Quinto album per una band irlandese che si è fatta da tempo le ossa in giro per il mondo con i grandi (basti sapere che sono stati supporters di Whitesnake, Rolling Stones e Aerosmith) e che oggi, nonostante l'ancora latitante grande attenzione mediatica, è essa stessa tra le influenze della classe di quei grandi per cui ha aperto. Jimmy Page e Joe Elliott li hanno addirittura citati come fonte di ispirazione e un motivo ci sarà. Infatti c'è, eccome: i The Answer offrono più di una ragione ben percepibile nel nuovo "Raise A Little Hell" che ha il sicuro pregio di mettere le cose in chiaro sin da subito, sin dal riff iniziale in stile "Woman From Tokyo" dell'opener "Long Live The Renegades": vale l'acquisto del cd soltanto la scelta coerente di fregarsene altamente delle mode e di restare sempre saldi al rock n' roll di vecchio stampo che li ha resi riconoscibili nei quattro episodi discografici precedenti e che li riconferma novelli Black Crowes proiettati indietro negli anni ‘70.
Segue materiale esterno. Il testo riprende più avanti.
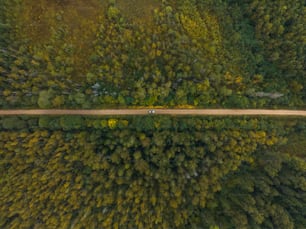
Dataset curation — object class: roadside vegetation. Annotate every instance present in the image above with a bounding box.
[0,116,306,229]
[0,0,306,229]
[0,0,306,108]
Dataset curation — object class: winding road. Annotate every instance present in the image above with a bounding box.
[0,108,306,117]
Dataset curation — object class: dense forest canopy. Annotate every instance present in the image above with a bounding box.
[0,0,306,108]
[0,0,306,229]
[0,116,306,229]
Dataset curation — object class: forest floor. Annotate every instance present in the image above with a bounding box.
[0,109,306,117]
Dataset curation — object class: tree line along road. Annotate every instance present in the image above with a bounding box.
[0,108,306,117]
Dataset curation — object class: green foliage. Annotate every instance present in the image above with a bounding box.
[0,0,306,108]
[0,116,306,228]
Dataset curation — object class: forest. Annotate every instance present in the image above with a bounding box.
[0,115,306,229]
[0,0,306,229]
[0,0,306,109]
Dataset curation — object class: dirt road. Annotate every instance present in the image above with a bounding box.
[0,109,306,117]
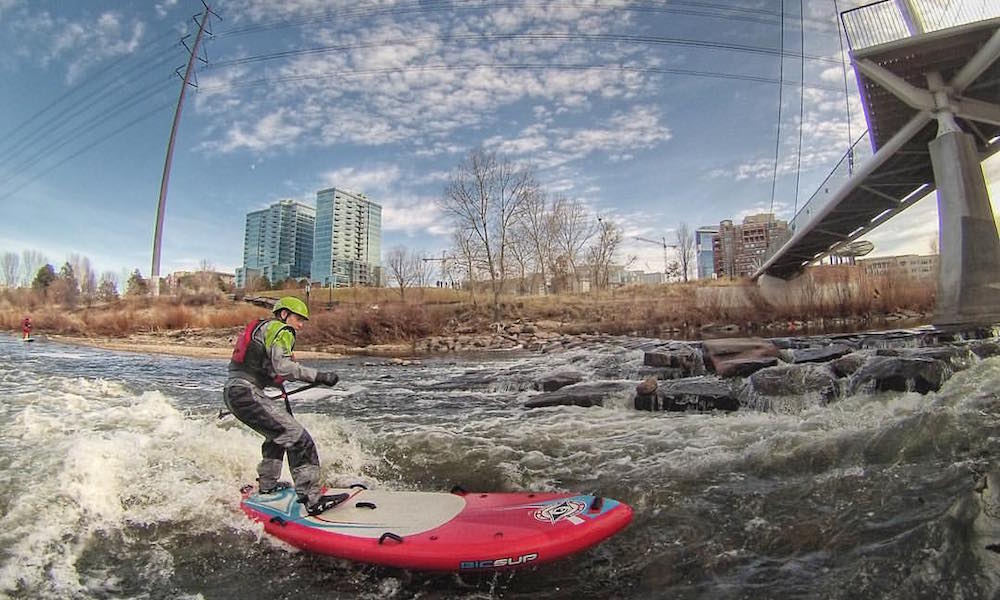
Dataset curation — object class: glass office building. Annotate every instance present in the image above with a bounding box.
[236,200,316,288]
[310,188,382,287]
[694,225,719,279]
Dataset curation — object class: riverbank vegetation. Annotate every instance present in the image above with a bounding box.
[0,266,934,348]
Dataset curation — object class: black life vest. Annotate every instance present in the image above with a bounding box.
[229,319,295,387]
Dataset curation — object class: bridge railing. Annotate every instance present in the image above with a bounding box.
[764,131,874,262]
[840,0,1000,50]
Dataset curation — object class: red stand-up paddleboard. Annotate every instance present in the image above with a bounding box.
[241,486,632,571]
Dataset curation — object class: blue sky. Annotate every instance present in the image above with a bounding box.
[0,0,1000,282]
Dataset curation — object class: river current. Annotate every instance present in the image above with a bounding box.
[0,336,1000,600]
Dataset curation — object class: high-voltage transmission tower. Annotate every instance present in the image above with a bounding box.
[149,0,222,294]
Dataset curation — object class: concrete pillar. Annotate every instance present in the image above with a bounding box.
[929,131,1000,325]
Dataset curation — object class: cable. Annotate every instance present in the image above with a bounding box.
[833,0,854,175]
[0,100,174,200]
[202,63,838,93]
[0,31,176,161]
[768,0,785,215]
[0,52,173,176]
[206,32,838,70]
[792,0,806,216]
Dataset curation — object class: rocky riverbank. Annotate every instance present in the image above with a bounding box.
[525,327,1000,411]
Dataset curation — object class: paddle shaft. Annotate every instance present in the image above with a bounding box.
[219,383,319,419]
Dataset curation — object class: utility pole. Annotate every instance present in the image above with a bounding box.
[149,0,222,296]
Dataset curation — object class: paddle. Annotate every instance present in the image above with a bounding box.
[219,383,319,419]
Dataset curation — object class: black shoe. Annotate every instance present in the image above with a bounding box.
[306,494,348,517]
[257,481,292,495]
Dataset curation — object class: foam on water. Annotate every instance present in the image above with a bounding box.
[0,336,1000,598]
[0,364,382,597]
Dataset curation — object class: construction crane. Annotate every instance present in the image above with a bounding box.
[635,236,677,275]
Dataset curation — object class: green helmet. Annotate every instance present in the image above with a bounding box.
[271,296,309,319]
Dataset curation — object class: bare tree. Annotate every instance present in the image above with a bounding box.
[509,226,534,294]
[385,246,422,300]
[515,188,555,294]
[587,218,624,290]
[97,271,118,302]
[66,254,97,299]
[21,250,49,287]
[677,222,695,283]
[0,252,21,287]
[440,150,537,321]
[452,230,476,306]
[552,197,597,292]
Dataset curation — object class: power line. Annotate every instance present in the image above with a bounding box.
[207,32,840,69]
[0,101,174,200]
[216,0,831,39]
[0,32,180,160]
[203,63,838,93]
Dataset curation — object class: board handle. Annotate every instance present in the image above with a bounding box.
[378,531,403,546]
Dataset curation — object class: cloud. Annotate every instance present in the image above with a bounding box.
[202,109,303,152]
[153,0,177,19]
[321,165,400,193]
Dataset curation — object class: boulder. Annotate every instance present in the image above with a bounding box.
[635,376,740,412]
[830,352,868,377]
[850,356,951,394]
[642,342,705,377]
[902,346,973,371]
[524,381,635,408]
[787,344,853,364]
[635,377,657,394]
[969,340,1000,358]
[635,367,691,379]
[750,364,839,402]
[702,338,778,377]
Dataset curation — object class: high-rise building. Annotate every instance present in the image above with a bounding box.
[694,225,719,279]
[712,213,788,277]
[311,188,382,287]
[236,200,316,288]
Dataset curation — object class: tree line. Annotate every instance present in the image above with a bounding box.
[0,250,230,308]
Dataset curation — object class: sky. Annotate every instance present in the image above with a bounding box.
[0,0,1000,284]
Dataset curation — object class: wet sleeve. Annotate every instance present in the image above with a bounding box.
[268,330,317,383]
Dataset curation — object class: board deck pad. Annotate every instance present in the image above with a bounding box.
[241,486,632,571]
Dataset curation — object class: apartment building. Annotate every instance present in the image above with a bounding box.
[236,200,316,288]
[857,254,938,279]
[712,213,788,277]
[310,188,382,287]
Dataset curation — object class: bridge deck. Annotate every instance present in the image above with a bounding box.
[754,18,1000,279]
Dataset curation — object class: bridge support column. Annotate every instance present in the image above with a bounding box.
[929,131,1000,325]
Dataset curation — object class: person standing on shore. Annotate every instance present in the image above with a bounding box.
[223,296,347,515]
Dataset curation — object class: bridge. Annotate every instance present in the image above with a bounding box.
[754,0,1000,324]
In generale, dunque, il modus operandi è sempre lo stesso, ritoccato soltanto qua e là con piccoli aggiornamenti benefici come nel caso del chorus dalle venature celtic-folk di "The Other Side" o negli arrangiamenti della successiva "Aristocrat". E' la quarta traccia, "Cigarettes & Regret" - a mio avviso la migliore canzone su disco - ad introdurre alla prima vera (e gradita) sorpresa, con una svolta nell'universo Lynyrd Skynyrd guidata dal pedale wah wah a cui segue poi l'altrettanto riuscita "Last Days Of Summer", basata sulla stessa formula sperimentale di Lee Bains III. L'amalgama fino a questo punto è dei migliori: sembra seriamente di ascoltare un disco pescato a caso dallo stesso scaffale di "In Through The Outdoor". Purtroppo però una forte inchiodata riporta bruscamente alla realtà: inspiegabilmente, infatti, tutto crolla giunti alla ballata "Strange Kinda' Nothing", il cui livello qualitativo precipita nei meandri viziosi dei Nickelback, non tanto nelle corde dei ragazzi (e meno male). Per fortuna ci si riprende in modo veloce dallo shock - durato più di 5 lunghissimi minuti - con l'Ac-Dc style abituale di "I Am What I am", inno rock n' roll orgoglioso accompagnato dal solo di chitarra di Mr. Mahon da vera star del glam rock. Ma ecco che, quando la ricezione del messaggio sembra essere totalmente assicurata dalla frustata di "Whiplash", il successivo rilassamento nei ritmi rimette di nuovo in guardia, dato il precedente blackout e aleggia nelle prime note di "Gone Too Long" lo spettro di un ennesimo calo di qualità. Falso allarme: il groove blues rock riesce a sorreggere bene il pezzo che, anzi, contribuisce, insieme alla stoccata "Red" / "I Am Cured", ad assestare la definitiva ripresa dell'album.
Ci pensa la title-track poi a siglare il tutto col suo orientamento deciso, degno dei migliori Rival Sons. Si perfeziona così un buon album, non perfetto ma dalle composizioni coinvolgenti, calde e sanguigne, percorse da striature heavy-blues a tratti emblema della tradizione celtica, a tratti del classic rock mid-Seventies più scatenato. Il risultato è decisamente raro, oltre che atipico. Di sicuro, molto appagante.